The first bit of a novel

This is the first couple of paragraphs of a novel I am working on. The premise is this: we follow the life of one man on the day of June 17th for five years of his life. Each day is written in a different style of prose and from a different point of view. This is the first day.

June 17th, 2005

It is a Monday, and Philadelphia is on the verge of summer. For the first time in weeks, the weather has cooled and is comfortable. The day is warm but breezy, and the humidity has been flushed away by a very early morning rain. It is now early afternoon, shortly after one, and I sit on the black tar roof of my apartment. I am trying to write a letter.

Below me, Philadelphia looks new beneath an expansive, panoramic sky. It is a Montana, open air kind of sky: painted in broad, sinewy strokes with wind blown cirrus clouds that twist and contort and tumble over themselves like waves breaking on a reef, or the insides of a fresh loaf of bread. The sun flits in and out as the clouds drift from one horizon to the other, and the shadows two step and tango with the oak trees and passer bys on 11th Street, and the skyscrapers in Center City. All of it - the shadows and buildings and trees - seems alive and full of possibility. And this is what I feel on this warm spring day: I feel light and hopeful and possible, like I might drift someplace unknown and exciting.

Because of this, I should be able to write. But what I am trying to say eludes me. I start over, once then again, and the sky slowly matures a deeper blue, the sunlight ripening golder and richer. The afternoon threatens to wilt into the evening, and still I cannot find what it is I want to say.

This is a letter I have spent a long time trying to write, and in a way, it has begun to hinder my life. I spend many hours awake at night, drafting and formulating this letter. Then, when I am finally satisfied, I put a draft away and go to bed, often times after dawn. It is a bad writerly obsession of mine, in letters and the stories I have written since high school: I let a wrong word, or turn of phrase, ruin an otherwise satisfactory work, and I mull over the right word that is waiting somewhere to be discovered or saved, to the point of physical sacrifice.

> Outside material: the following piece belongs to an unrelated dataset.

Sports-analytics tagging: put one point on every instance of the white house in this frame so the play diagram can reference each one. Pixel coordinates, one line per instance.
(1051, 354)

I have missed meals, lost sleep, given up sex, if I am engrossed enough in a piece of writing.

But these last few weeks have been the worst. This letter aside, I have found myself to be somewhat withdrawn. I have been strangely moved by, and have spent much of my time in, warm enclosed spaces: buried beneath the sheets of my bed with my windows blocked, or sitting Indian style beneath the warm torrent of my shower. Many days, now that school is over for the summer, I will sleep until 3 or 4 in the afternoon, and shower until nearly six. By then, the day is in its waning hours, the bustle of its middle time having passed without my entering into it. It is this busy time of day when I usually find myself unable to concentrate on writing, or much of anything, and I end up feeling overwhelmed and discouraged.

Also during these past few weeks, my dreams have been of wandering, or drifting, and of a bodily chill. One night, I was lost in a barren wood, the earth snow covered and slatted with deep ravines. Another, I was in the middle of a black sea and in a boat with one oar, and my younger sister beside me, while ice bergs lumbered past around us. I wake up from these dreams with a sinking sensation in my gut, as if some absence has been lingering inside of me, unknown but for in my sleep. When I wake, I carry this mysterious absence with me, and lately it has begun to cloud my days with uncertainty and a lack of possibility. It has made me feel closed in the way a lost traveler is: far away from anywhere he would like to be, lost amongst an unknown and terrifying land.

But this warm afternoon, I feel the possibilities of the world pulling and tugging me outwards, into the open. I see these possibilities everywhere: in a sentence found, in a breeze down a secluded alley, in a woman crossing the street. I see them everywhere in this city. I feel good about this day, which is something I have not felt since coming back to Philadelphia.

Still. The letter I am writing my mother remains unfinished.